FOMO - die Angst, was zu verpassen

Medienpsychologen erklären die intensive Nutzung mit der Angst, etwas Wichtiges zu verpassen (FOMO - Fear of Missing Out). Beide Parameter - Nutzung und Angst - scheinen sich dabei gegenseitig hochzuschaukeln: Je mehr jemand Angst davor hat, wichtige Infos zu verpassen, desto häufiger greift er zum Smartphone. Umgekehrt lösen bei intensiver Nutzung bereits kleine Pausen eine Stresszustand aus, und Linderung verschafft das Phone.  Die digitale Nutzung geht dabei nicht, wie häufig vermutet, auf Kosten von zwischenmenschlichen Beziehungen. Wer häufig und intensiv sein Smartphone nutzt, pflegt in der Regel auch sehr intensive Beziehungen. Die intensiven Nutzer sind aber weniger offen für Neues, das Beziehungsnetz gleicht eher einem "closed Shop" als einem offenen Netzwerk.

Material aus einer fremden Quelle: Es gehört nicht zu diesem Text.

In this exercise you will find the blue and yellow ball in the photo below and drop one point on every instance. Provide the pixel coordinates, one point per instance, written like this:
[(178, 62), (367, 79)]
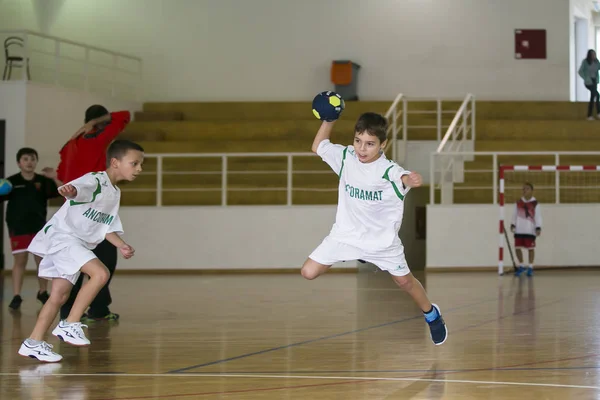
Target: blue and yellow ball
[(5, 187), (327, 106)]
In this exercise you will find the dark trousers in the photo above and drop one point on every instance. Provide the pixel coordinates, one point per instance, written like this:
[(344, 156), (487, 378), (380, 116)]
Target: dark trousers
[(107, 254), (594, 98)]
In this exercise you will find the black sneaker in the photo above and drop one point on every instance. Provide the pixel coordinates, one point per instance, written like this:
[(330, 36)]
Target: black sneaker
[(16, 302), (88, 318), (437, 327), (43, 297)]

Apple macht "süchtiger" als Android

Heute sehen viele Menschen ihr Smartphone - so ein Ergebnis des Experiments - als "integralen Bestandteil ihrer selbst". Die Verbundenheit mit dem Gerät ist bei Apple-Nutzern stärker ausgeprägt als bei Android-Nutzern. Die Wissenschaftler der Universitäten Würzburg und Nottingham warnen aber davor, daraus voreilige Schlussfolgerungen zu ziehen, denn der Unterschied sei nicht allzu gross.  Am Warteraum-Experiment haben in Würzburg 59 Personen und in Nottingham 36 Personen teilgenommen. Zusätzlich haben die Medienpsychologen eine Online-Befragung durchgeführt, an der insgesamt 1215 Menschen teilgenommen haben. Zu den gestellten Fragen gehörten zum Beispiel: Mein Smartphone hilft mir, mit Stress besser umzugehen. Oder: Wenn mich jemand über mein Smartphone kontaktiert, unterbreche ich alles andere. Oder: Ich vertraue meinem Mobile und fühle mich mit ihm verbunden (I trust my smartphone. I feel attached to my mobile).